I am at 294 days quit, but my depression took ahold of me. I am just so upset at myself. I was so positive & full of life when I started this journey and now all I want to do is just lay in bed and sulk. What is going on with me. These new feelings of saddness and anger has really taken a toll on me especially when I normally don't feel them. I would only back away from people or things that would upset me. Now I am faced with them head on.

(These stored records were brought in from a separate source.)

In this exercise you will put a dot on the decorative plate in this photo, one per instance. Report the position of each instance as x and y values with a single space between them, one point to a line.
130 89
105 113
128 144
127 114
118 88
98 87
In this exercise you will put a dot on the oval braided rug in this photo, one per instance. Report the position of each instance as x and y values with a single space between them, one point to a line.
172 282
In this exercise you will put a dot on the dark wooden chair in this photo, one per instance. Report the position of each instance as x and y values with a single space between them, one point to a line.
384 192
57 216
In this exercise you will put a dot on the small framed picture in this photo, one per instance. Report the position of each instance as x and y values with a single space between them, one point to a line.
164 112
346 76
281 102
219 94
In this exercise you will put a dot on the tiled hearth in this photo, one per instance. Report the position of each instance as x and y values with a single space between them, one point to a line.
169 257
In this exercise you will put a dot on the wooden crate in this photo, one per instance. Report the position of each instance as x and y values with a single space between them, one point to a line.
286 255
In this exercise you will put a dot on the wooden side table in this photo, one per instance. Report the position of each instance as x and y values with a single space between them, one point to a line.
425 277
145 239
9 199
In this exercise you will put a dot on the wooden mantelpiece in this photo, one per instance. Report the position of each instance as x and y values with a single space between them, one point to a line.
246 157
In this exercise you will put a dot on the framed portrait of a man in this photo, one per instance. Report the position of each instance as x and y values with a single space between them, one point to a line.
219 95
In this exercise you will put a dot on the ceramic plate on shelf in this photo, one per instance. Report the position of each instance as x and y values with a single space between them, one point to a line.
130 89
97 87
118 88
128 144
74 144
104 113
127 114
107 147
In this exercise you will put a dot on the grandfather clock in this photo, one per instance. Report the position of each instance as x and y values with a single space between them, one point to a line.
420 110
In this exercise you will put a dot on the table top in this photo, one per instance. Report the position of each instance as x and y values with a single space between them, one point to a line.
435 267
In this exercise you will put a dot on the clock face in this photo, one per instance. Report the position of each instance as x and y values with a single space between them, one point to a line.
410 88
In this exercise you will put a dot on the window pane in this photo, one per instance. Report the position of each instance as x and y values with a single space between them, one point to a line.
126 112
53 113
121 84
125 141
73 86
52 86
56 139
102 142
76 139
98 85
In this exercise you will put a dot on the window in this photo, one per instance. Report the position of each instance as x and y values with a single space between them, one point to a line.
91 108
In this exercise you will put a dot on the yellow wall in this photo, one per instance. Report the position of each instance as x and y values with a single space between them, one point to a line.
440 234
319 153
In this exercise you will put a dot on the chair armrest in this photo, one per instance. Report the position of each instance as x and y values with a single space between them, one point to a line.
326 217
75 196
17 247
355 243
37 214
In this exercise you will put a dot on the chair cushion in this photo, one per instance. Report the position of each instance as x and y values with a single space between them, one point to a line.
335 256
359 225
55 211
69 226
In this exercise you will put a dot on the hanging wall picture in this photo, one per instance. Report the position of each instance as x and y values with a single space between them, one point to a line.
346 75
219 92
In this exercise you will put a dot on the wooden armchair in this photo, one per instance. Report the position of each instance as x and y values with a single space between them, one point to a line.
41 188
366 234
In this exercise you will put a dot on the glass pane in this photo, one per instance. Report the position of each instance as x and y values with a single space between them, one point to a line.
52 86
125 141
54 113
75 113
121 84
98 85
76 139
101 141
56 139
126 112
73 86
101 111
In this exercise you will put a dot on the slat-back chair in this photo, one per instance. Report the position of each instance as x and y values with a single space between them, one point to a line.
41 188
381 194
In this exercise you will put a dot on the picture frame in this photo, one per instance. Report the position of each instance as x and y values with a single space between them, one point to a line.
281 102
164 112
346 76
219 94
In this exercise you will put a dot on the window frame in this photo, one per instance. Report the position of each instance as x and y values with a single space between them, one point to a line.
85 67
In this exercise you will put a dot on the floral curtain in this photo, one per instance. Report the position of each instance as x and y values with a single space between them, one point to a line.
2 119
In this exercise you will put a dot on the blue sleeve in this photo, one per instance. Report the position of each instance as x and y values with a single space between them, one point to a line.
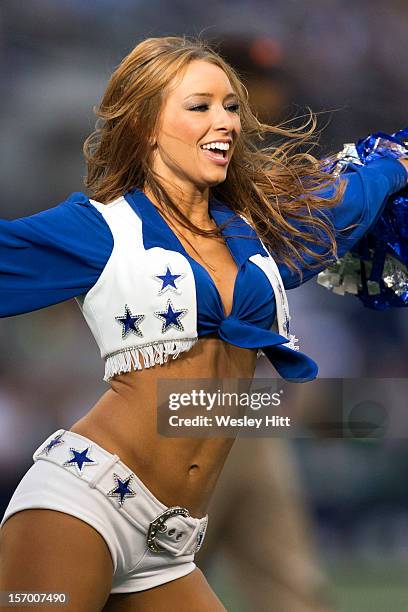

I am proud of the quit, but other than that....I just don't know. Digging a hole is only going to make it deeper, but it is where I want to go, because I am not bothering anyone else. The problem with that is the hole just keeps getting deeper and deeper with no light. This is just not working. The consistant battle with one's self over the negative feelings vs the positive. Why fight then?....you don't need to. Start loving the battle, because it is letting you know that you are alive and well.

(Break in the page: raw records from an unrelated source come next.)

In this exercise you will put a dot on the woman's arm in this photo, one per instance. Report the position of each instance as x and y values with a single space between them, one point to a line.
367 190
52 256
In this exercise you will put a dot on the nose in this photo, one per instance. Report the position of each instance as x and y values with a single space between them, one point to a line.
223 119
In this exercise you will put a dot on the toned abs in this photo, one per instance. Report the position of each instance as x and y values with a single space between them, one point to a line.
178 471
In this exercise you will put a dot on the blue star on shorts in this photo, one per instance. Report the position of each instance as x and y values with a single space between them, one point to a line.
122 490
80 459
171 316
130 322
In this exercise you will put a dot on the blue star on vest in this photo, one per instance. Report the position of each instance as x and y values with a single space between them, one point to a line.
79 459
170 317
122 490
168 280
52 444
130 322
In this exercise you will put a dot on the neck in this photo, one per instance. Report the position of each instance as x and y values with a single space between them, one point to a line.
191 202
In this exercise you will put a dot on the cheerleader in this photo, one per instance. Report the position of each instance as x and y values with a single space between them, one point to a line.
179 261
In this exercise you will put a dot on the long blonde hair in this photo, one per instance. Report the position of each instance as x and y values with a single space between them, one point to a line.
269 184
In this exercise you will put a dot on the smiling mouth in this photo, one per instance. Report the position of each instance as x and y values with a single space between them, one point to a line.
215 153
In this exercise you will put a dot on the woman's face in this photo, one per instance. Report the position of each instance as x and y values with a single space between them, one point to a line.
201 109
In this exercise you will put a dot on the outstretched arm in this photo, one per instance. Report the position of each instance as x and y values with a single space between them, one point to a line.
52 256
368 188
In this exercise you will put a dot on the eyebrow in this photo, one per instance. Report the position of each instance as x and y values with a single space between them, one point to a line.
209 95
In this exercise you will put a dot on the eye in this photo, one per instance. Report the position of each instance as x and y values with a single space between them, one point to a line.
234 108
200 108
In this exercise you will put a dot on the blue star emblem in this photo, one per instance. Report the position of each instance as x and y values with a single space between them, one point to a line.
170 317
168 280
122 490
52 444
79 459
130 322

I mean seriouslly, who would have thought we would be here and be this far ahead? Noone especially if you didn't either. Stay ahead of yourself and know that at the end of the day, YOU LOVE YOURSELF ENOUGH TO KEEP MOVING FORWARD and bringing your quit with you EVERY step, EVERY second, EVERY minute, EVERY hour OF EVERY DAY!!!! Don't give up on yourself because he/she NEEDS you to protect them with YOUR LIFE!!!!! From my own experience, YOU MUST WATCH WHAT YOU SAY TO YOURSELF!!!! Love yourself like you do an infant & protect yourself/quit.